Hepsi birden bana dönünce 'ne var' dercesine yüzlerine baktım. Hala cevap vermemişlerdi. Crabble, Goyle ve Nott birbirlerine bakış atarlarken Zabini bana dönüp konuşmaya başlamıştı:'' Bu seneki Gryffindor bina başkanı hakkında bilgin var mı?'' dedi. Bu kadar hararetli bir şekilde bunumu konuşuyorlardı yani.

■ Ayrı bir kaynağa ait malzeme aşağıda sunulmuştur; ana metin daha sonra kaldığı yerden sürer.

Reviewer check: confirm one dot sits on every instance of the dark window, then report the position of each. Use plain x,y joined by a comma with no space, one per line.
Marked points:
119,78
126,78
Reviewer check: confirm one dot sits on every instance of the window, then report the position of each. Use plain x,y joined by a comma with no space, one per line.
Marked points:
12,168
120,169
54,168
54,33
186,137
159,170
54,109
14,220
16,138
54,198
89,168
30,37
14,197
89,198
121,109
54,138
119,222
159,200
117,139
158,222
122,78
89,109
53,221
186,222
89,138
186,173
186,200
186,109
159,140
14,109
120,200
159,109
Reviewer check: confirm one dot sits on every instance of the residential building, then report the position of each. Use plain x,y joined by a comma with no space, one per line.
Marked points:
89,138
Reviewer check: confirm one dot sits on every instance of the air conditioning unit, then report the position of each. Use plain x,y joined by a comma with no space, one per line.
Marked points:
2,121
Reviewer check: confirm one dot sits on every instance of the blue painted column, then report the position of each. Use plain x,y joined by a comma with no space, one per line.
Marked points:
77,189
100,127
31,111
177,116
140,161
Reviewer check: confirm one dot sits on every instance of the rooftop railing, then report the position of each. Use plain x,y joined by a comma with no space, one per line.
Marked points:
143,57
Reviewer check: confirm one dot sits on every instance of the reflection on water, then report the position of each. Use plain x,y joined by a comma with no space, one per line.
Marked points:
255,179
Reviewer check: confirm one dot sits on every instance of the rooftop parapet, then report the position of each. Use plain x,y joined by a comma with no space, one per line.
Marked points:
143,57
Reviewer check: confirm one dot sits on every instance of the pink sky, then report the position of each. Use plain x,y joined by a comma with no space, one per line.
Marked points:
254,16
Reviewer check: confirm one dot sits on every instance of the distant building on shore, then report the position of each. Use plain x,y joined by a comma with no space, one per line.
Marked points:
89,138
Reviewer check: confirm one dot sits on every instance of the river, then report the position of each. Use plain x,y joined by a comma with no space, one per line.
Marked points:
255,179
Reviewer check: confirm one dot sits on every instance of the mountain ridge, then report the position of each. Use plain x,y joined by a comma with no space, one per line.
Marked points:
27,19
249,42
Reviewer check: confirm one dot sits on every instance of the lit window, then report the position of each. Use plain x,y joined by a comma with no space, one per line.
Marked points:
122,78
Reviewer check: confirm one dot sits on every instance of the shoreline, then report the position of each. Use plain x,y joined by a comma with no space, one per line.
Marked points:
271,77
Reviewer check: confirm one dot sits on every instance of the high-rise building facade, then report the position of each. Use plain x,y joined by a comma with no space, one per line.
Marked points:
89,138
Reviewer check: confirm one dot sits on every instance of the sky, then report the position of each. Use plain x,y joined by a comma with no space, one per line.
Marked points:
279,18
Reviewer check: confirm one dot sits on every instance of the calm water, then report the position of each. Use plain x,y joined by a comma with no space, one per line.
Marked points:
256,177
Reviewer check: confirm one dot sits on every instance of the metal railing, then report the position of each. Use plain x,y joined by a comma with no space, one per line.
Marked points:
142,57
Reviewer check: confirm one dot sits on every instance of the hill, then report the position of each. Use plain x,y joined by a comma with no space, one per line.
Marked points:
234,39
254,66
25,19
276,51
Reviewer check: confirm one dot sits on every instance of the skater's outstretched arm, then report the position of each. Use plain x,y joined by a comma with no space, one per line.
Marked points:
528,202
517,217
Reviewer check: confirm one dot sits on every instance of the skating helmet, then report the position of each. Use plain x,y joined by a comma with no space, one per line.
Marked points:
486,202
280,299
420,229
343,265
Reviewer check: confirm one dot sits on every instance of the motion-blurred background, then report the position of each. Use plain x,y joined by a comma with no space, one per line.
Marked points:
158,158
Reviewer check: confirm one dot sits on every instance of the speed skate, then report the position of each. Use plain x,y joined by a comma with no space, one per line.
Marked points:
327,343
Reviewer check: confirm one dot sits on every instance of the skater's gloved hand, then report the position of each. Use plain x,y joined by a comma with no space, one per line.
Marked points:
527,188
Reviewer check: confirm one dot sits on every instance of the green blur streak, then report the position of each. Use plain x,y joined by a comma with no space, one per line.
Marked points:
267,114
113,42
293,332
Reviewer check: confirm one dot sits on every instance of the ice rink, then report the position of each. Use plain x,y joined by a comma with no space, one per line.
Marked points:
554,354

Onlara dönüp, ''Kimin umurunda, ayak bağı olmasın yeter.'' dediğimde hala bana tip tip bakıyorlardı. Artık sinirlenmeye başlıyordum. ''Salazar adına biriniz söyleyin artık!'' diye bağırdım. Zabini kendini bana çevirdi ve konuşmaya başladı,''Granger.''



*Umarım hepiniz ilk bölümü seversiniz.

Bir yanlışım olduysa şimdiden özür dilerim.

İlk bir kaç bölüm hikayenin tanıtımı gibi olacak bu yüzden kısa olmasına takılmayın.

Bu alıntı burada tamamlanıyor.